If you're bored (and not remotely inclined to suicidal ideation) it's sort of fun to keep track of how many comments are posted over at the FtB before someone derides someone else (usually a white guy) for having 'privilege' while having an opinion, particularly in threads where the original post is at least somewhat related to sexism or feminism or some other form of group-based discrimination.

So Much Wrong - Comment #10
Real Threat Assessment Experts - Comment #6
Threat Assessment - Comment #18
Schroedinger's Threat - Comment #83
Why I Have Hope - Comment #2
Sexual Harassment Definitions - Comment #5
Holy Fucking Shit - Comment #19
Eye Runny - Comment #16
I look at the slimepits - Comment #26
Making my comment rules explicit - Comment #52

This is just a small sampling, of course, and should not be considered statistically representative. Moreover, I don't mean to lump in serious conversations of the actual problem of privilege with the use of the word as a pejorative: a shorthand way to dismiss dissenting voices, lock out neophytes who are't yet hip to the jive, and prevent a two-sided exchange of ideas.

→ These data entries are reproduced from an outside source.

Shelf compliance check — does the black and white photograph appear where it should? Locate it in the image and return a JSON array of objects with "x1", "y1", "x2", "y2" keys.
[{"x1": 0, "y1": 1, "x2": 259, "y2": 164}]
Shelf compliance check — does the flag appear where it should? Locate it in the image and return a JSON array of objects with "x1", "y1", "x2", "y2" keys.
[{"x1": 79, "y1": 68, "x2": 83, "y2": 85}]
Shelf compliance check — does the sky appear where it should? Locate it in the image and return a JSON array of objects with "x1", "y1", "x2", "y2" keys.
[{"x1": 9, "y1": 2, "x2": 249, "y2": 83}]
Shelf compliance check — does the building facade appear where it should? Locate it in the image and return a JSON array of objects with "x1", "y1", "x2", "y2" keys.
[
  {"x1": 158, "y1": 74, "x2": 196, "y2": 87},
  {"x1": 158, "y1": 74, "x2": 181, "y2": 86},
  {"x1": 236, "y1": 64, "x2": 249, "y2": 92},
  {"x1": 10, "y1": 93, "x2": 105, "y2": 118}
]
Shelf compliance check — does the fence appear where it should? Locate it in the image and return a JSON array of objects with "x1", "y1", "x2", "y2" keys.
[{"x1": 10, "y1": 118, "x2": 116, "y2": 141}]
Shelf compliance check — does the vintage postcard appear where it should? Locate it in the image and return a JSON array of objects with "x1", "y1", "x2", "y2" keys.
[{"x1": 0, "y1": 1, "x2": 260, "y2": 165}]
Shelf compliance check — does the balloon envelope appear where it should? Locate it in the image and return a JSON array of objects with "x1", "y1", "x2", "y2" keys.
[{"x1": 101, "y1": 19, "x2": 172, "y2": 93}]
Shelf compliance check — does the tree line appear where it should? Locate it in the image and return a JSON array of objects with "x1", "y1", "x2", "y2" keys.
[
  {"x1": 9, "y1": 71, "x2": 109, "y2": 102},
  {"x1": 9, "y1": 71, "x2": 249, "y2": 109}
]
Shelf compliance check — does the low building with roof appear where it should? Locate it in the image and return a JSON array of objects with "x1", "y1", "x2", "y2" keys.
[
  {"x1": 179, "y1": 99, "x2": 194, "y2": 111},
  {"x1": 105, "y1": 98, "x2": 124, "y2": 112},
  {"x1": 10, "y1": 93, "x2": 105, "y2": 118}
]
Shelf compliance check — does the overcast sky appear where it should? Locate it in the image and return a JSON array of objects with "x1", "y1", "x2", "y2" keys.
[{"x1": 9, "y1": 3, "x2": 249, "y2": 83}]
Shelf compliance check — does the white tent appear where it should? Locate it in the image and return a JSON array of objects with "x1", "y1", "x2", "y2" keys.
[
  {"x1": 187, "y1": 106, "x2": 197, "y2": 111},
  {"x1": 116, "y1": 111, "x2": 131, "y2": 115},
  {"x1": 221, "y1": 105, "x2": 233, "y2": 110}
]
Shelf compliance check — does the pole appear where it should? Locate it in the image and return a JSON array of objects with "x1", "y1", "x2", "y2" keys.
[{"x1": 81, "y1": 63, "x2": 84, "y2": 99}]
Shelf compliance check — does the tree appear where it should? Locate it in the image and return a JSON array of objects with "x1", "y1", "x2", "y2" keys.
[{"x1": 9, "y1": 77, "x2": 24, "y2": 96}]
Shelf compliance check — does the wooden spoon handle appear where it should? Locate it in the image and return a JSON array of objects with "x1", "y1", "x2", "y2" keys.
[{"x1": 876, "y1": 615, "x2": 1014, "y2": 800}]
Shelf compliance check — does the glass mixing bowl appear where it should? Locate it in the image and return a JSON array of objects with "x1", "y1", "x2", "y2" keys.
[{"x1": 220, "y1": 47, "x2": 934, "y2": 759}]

It's not just the term 'privilege' that's being used as a cudgel over there, either. Try expressing a dissenting view on any sensitive issue without being called a 'troll' or worse. Don't take my word for it, go ahead, try it yourself. Be as polite as you like while doing so, but disagree with the OP and see what happens.

And that's really what this kerfuffle has really been about - dissent. We can all agree that sexism is a real problem, but disagree about the scope of the problem and whether the solution should be handled in an authoritarian top-down manner (creating and enforcing policies) or via the usual interpersonal social mechanisms (informally enforced cultural norms against harassment, misogyny, and the like). As usual, the rift is between an authoritarian feminist approach (e.g. actively creating safe spaces unburdened by dissenters) and a more laissez-faire masculist approach (e.g. passively allowing unmoderated slimepits), and as usual the debate has degenerated into name-calling and recrimination in most corners of the web.

Personally, I lean towards the FtB / Skepchick party line on this particular issue, but that doesn't mean that I'm remotely thrilled about the name calling and derision heaped upon those who disagree. One can agree upon ends but not means, after all.